Docs MCP Server Starter — Live Docs: Claude, Cursor & AI Agents
Pricing
Pay per usage
Docs MCP Server Starter — Live Docs: Claude, Cursor & AI Agents
Persistent MCP server that gives Claude, Cursor, and any MCP-compatible AI assistant queryable access to technical documentation. Indexes any docs site, exposes search and fetch tools over MCP, caches pages for speed.
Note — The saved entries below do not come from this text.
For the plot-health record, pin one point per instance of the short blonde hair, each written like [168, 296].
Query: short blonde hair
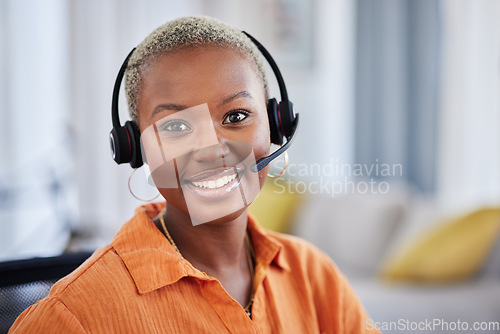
[186, 32]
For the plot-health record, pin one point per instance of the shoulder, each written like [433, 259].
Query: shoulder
[61, 311]
[333, 297]
[300, 253]
[101, 266]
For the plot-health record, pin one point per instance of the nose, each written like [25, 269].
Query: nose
[212, 152]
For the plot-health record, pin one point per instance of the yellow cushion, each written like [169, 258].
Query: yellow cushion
[274, 208]
[453, 251]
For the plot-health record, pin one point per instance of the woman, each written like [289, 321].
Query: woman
[198, 263]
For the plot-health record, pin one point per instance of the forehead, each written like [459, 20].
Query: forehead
[198, 75]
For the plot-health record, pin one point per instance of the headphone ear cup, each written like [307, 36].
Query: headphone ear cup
[135, 144]
[274, 122]
[120, 146]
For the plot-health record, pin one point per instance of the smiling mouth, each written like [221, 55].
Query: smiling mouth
[214, 184]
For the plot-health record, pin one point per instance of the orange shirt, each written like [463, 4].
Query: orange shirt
[140, 284]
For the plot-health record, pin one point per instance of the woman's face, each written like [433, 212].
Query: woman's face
[203, 121]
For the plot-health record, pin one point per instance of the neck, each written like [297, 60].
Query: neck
[216, 248]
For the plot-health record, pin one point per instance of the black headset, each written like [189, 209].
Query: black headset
[283, 122]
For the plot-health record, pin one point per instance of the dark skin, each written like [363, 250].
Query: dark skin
[227, 81]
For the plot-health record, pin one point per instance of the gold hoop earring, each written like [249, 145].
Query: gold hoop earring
[285, 156]
[132, 193]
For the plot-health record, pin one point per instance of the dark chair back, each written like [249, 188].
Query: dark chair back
[24, 282]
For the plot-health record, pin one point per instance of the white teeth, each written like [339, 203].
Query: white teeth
[213, 184]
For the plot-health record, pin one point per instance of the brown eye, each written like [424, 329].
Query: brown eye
[235, 117]
[175, 127]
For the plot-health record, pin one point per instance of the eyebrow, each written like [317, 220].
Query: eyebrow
[235, 96]
[168, 106]
[180, 107]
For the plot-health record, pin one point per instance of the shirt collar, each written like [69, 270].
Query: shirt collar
[153, 262]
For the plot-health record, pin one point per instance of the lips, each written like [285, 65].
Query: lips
[214, 184]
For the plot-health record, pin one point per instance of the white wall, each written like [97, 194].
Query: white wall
[469, 136]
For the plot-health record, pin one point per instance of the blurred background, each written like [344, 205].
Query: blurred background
[399, 136]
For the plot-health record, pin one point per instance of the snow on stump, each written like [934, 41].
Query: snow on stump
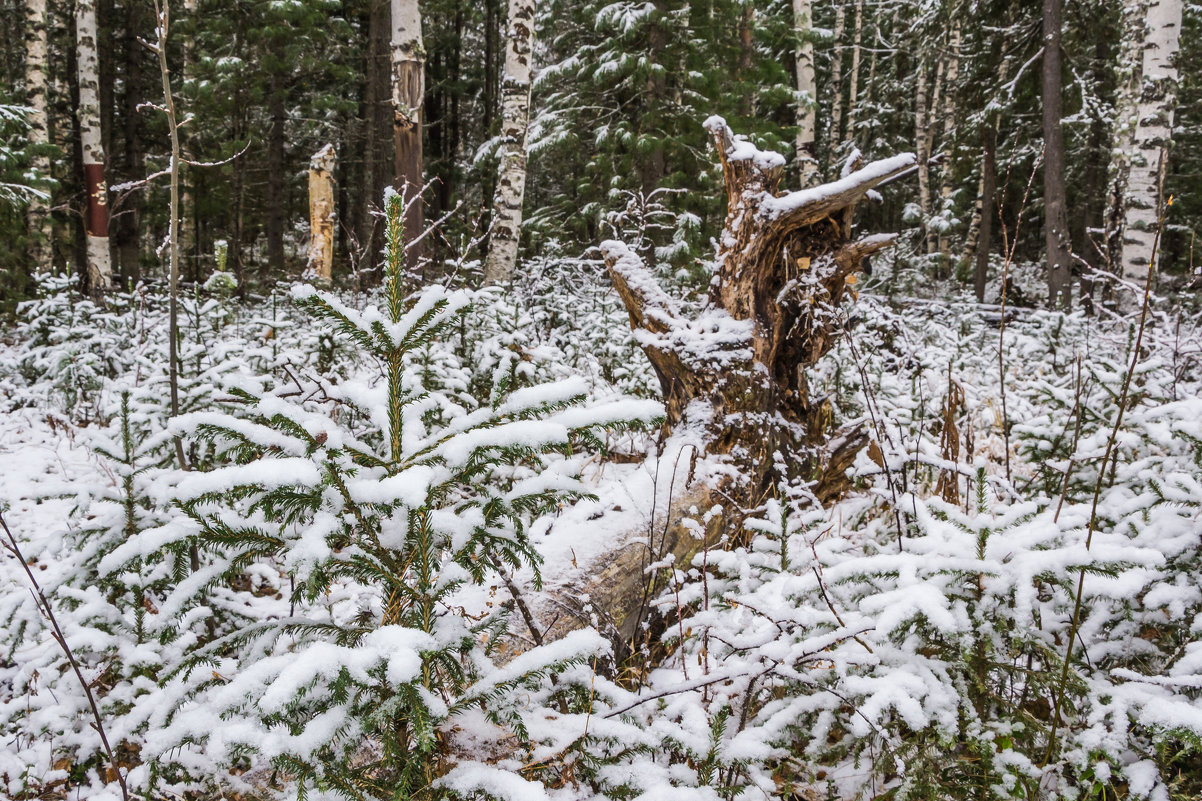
[737, 372]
Ships with templates for Next.js, Tailwind, React, TypeScript, Prisma.
Pricing
Pay per usage
Rating
0.0
(0)
Developer
Joe Slade
Maintained by CommunityActor stats
1
Bookmarked
1
Total users
0
Monthly active users
4 days ago
Last modified
Categories
Share
Docs MCP Server Starter
Give Claude, Cursor, and any MCP-compatible AI assistant queryable access to up-to-date technical documentation. This Apify Actor runs a persistent MCP server that indexes docs sites, exposes search and fetch tools over the Model Context Protocol, and caches pages for fast follow-up queries.
Ships with five ready-to-use templates (Next.js, Tailwind CSS, React, TypeScript, Prisma). Fork it for any docs site by supplying a URL and a CSS content selector — no code changes required.

Who is this for?
- Developers using AI coding assistants who want answers grounded in the current docs, not training-data snapshots that may be months out of date
- Teams with internal documentation who want their AI tooling to answer questions against their own docs, not just public sources
- MCP builders who want a working Standby-mode reference implementation to fork
What it does
- Crawls and indexes up to 10 documentation sources on startup
- Exposes four MCP tools over JSON-RPC on a persistent HTTP endpoint
- Caches fetched pages in an LRU cache (default 50) so repeat queries return instantly
- Returns content as clean markdown by default, or raw text on request
Use cases
- Keep your AI assistant current. Point it at the Next.js, React, or TypeScript docs so Claude or Cursor answers from today's API surface instead of a months-old training snapshot.
- Query your team's internal docs. Index a private or internal documentation site (any static HTML) and let your AI tooling answer against your own sources, not just public ones.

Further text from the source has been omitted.